Having Apple news play such a large role in my work this week reminded me a little of older, perhaps simpler times. Having the Trump administration’s clumsy attempts to suppress TikTok and WeChat eat up much of the rest of the past several days made it clear that we live in different times.

9/15/2020: Apple As A Service: With Apple One, Life In Its Orbit Comes With A Monthly Price Tag, Forbes

My take on Apple’s venture into selling bundles of its services: By making iCloud backup the least-generous part of the two cheaper Apple One plans, Apple is putting the entertainment cart before the storage horse.

9/17/2020: SmartTechCheck Podcast (9-16-20), Mark Vena

I returned to the podcast of one of my tech-analyst friends to unpack Apple’s Tuesday announcements.

9/18/2020: Trump’s Partial TikTok And WeChat Ban Tip-Toes Into Chinese-Style Censorship, Forbes

In addition to letting me vent about the unhelpfulness of the Trump administration’s attempt to punish these two mobile apps, this post provided a useful demonstration of the limits of Twitter to promote a story.

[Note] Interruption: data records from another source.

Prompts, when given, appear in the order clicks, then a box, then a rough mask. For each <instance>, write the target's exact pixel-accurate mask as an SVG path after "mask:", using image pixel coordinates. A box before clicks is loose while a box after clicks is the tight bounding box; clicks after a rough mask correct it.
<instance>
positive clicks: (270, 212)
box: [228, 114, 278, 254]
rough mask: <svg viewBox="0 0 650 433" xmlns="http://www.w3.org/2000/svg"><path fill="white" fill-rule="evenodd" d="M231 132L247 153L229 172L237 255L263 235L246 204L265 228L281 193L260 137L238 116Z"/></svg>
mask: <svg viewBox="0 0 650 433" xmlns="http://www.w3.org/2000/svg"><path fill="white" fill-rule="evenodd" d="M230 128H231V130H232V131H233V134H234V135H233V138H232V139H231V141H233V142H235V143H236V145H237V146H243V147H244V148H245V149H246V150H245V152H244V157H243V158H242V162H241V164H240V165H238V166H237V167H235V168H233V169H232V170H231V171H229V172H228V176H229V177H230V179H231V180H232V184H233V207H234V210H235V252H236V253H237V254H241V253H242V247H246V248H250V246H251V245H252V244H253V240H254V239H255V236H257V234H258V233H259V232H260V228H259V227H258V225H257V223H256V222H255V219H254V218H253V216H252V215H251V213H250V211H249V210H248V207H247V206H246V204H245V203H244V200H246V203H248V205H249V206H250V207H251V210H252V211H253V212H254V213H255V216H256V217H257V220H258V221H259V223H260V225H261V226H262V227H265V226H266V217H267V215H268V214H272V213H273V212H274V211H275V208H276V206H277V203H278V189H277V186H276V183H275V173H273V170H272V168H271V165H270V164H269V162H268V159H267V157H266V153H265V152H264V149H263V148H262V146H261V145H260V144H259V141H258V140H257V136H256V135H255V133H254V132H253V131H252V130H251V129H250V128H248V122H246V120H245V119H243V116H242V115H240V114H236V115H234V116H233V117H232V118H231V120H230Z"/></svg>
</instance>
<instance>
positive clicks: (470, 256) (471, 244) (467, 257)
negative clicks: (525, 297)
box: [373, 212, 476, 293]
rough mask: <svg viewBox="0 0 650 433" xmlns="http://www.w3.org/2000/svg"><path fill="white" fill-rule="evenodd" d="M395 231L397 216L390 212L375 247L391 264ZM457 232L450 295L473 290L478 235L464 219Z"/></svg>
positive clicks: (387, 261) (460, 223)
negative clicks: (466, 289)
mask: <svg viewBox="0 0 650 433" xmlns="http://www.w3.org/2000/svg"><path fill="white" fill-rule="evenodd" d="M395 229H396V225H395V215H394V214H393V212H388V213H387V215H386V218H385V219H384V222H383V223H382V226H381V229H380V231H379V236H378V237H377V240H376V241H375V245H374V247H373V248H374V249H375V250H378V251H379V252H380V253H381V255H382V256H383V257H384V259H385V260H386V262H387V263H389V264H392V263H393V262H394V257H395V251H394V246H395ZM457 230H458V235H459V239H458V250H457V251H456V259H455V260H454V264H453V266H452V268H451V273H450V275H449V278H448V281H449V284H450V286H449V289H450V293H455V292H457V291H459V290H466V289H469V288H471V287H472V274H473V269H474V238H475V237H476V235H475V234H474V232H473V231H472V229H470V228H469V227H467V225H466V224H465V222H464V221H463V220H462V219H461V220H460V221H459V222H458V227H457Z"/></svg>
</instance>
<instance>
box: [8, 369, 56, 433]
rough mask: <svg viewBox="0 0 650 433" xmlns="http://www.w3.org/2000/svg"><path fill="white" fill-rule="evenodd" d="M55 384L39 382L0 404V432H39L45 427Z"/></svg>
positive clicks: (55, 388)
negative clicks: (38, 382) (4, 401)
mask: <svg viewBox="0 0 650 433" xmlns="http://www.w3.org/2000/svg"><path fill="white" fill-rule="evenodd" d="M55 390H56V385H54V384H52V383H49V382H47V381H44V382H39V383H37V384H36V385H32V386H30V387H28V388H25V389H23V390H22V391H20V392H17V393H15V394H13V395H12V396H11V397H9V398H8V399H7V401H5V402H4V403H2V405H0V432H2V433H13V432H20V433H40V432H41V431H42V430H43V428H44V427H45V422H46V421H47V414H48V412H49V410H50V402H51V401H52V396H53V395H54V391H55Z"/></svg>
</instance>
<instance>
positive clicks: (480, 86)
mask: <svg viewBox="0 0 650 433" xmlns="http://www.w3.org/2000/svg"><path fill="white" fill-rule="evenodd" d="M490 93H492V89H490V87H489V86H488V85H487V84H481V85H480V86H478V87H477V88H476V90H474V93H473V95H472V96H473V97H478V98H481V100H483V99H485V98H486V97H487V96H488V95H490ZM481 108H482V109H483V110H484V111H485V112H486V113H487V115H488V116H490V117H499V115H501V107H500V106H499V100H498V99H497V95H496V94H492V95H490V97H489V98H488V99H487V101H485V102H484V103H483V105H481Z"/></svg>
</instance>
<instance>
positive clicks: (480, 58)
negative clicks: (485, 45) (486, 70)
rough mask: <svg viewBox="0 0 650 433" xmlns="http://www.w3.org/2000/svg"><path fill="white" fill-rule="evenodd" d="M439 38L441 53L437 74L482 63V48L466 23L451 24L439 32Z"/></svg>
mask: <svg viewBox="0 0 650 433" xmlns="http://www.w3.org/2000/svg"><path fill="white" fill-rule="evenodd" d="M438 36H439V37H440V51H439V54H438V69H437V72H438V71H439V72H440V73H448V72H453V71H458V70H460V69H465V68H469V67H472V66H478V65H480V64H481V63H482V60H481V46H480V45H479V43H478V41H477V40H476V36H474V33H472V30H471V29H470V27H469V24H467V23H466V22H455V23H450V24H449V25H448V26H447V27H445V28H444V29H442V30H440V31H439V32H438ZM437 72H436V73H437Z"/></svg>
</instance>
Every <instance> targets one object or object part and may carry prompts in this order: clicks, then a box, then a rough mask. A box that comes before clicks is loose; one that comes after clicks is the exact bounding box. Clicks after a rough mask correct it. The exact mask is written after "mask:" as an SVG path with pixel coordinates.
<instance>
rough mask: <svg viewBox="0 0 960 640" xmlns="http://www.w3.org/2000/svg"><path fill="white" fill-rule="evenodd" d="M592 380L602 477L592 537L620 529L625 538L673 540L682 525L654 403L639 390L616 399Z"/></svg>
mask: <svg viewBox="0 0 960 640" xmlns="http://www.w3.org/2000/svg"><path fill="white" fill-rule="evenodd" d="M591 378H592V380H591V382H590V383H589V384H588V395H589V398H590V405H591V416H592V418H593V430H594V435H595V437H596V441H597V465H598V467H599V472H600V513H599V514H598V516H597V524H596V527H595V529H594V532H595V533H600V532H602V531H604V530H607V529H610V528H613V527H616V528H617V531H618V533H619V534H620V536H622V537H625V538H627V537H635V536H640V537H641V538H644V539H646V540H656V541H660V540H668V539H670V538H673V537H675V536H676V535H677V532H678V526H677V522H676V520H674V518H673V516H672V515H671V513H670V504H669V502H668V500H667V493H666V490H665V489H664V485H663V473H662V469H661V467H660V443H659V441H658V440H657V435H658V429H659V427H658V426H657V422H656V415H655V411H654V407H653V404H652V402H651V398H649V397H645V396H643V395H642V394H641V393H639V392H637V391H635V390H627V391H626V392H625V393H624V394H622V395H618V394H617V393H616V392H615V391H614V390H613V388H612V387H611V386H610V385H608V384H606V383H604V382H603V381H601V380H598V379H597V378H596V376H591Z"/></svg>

As in, having people with a combined follower total well into the hundreds of thousands tweet or retweet links to the post has yet to get its page-view total into four digits.

9/20/2020: What Trump’s TikTok deal means for privacy, Al Jazeera

I asked my interpreter upfront how you’d say “crony capitalism” in Arabic, and then the host only asked about what this deal would further protect the privacy of TikTok users. My answer: it doesn’t appear to do any such thing.